I have one more month left on my driver’s license renewal extension, yet I did it this week. I was so proud of myself, only two months past my birthday. Some of the pride decreased when I acknowledged that it only happened so timely by accident. I studied online when would be the best time to attempt to go to the DMV. Google told me which day of the week, what time of the day, and which part of the month. Out of the three pieces of advice only one of them fit the criteria the day I decided to “just drive by to check out the crowd”. The parking lot was sparse so I decided to give it a try. I expected to be sent home for better documentation to be able to get a Real ID.

I exited my parked car at 11:56 a.m. I didn’t have to step on a Stress-O-Meter as I entered. Nobody was in front of me and I was greeted by a friendly woman who graciously paged through the autobiography I handed her. She pulled out all of the appropriate pages, told me to keep those on top, and directed me to the camera. So far, so good.

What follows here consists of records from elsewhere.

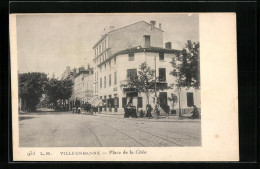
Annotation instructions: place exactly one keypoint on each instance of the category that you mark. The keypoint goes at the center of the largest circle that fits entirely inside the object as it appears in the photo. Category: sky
(50, 42)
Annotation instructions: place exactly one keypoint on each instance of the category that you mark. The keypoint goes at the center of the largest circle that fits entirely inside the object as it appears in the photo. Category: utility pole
(179, 91)
(155, 90)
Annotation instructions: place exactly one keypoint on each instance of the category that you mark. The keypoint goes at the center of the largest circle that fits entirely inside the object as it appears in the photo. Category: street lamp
(179, 94)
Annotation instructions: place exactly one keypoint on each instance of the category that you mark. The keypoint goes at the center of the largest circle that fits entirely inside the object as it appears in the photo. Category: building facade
(83, 85)
(119, 54)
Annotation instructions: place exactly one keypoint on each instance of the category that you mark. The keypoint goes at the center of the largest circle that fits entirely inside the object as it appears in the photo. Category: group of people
(88, 108)
(130, 111)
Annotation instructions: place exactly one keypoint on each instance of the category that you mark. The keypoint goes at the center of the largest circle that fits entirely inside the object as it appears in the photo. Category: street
(64, 129)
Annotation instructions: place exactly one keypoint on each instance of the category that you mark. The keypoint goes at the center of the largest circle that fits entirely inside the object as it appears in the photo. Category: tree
(31, 88)
(186, 67)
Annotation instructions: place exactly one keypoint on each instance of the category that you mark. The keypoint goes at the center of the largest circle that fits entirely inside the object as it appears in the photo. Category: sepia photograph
(107, 80)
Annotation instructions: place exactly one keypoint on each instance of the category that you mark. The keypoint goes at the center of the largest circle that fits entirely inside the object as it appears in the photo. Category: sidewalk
(161, 118)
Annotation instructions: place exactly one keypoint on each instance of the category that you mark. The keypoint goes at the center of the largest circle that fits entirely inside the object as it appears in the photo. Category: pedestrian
(156, 111)
(77, 104)
(141, 113)
(195, 112)
(126, 115)
(149, 110)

Palms dry, respiration regular, no nausea; the assessment of my stress level shows my experience so far wasn’t worth any of the anxiety that had been associated with anticipating this visit. My next stops were the photographer, the intake person and the clerk. Every person I encountered was cheerful, helpful and knowledgeable. My only blip was needing to have multiple pictures taken. I didn’t ask why. I sat down in my car at 12:26 p.m with my stress level at “pleasantly surprised”.

Anne VandeMoortel, a regular columnist, is a Moline school nurse, blogger, grandmother of five, Prader-Willi mother, serial hobbyist, and collector of people and their stories.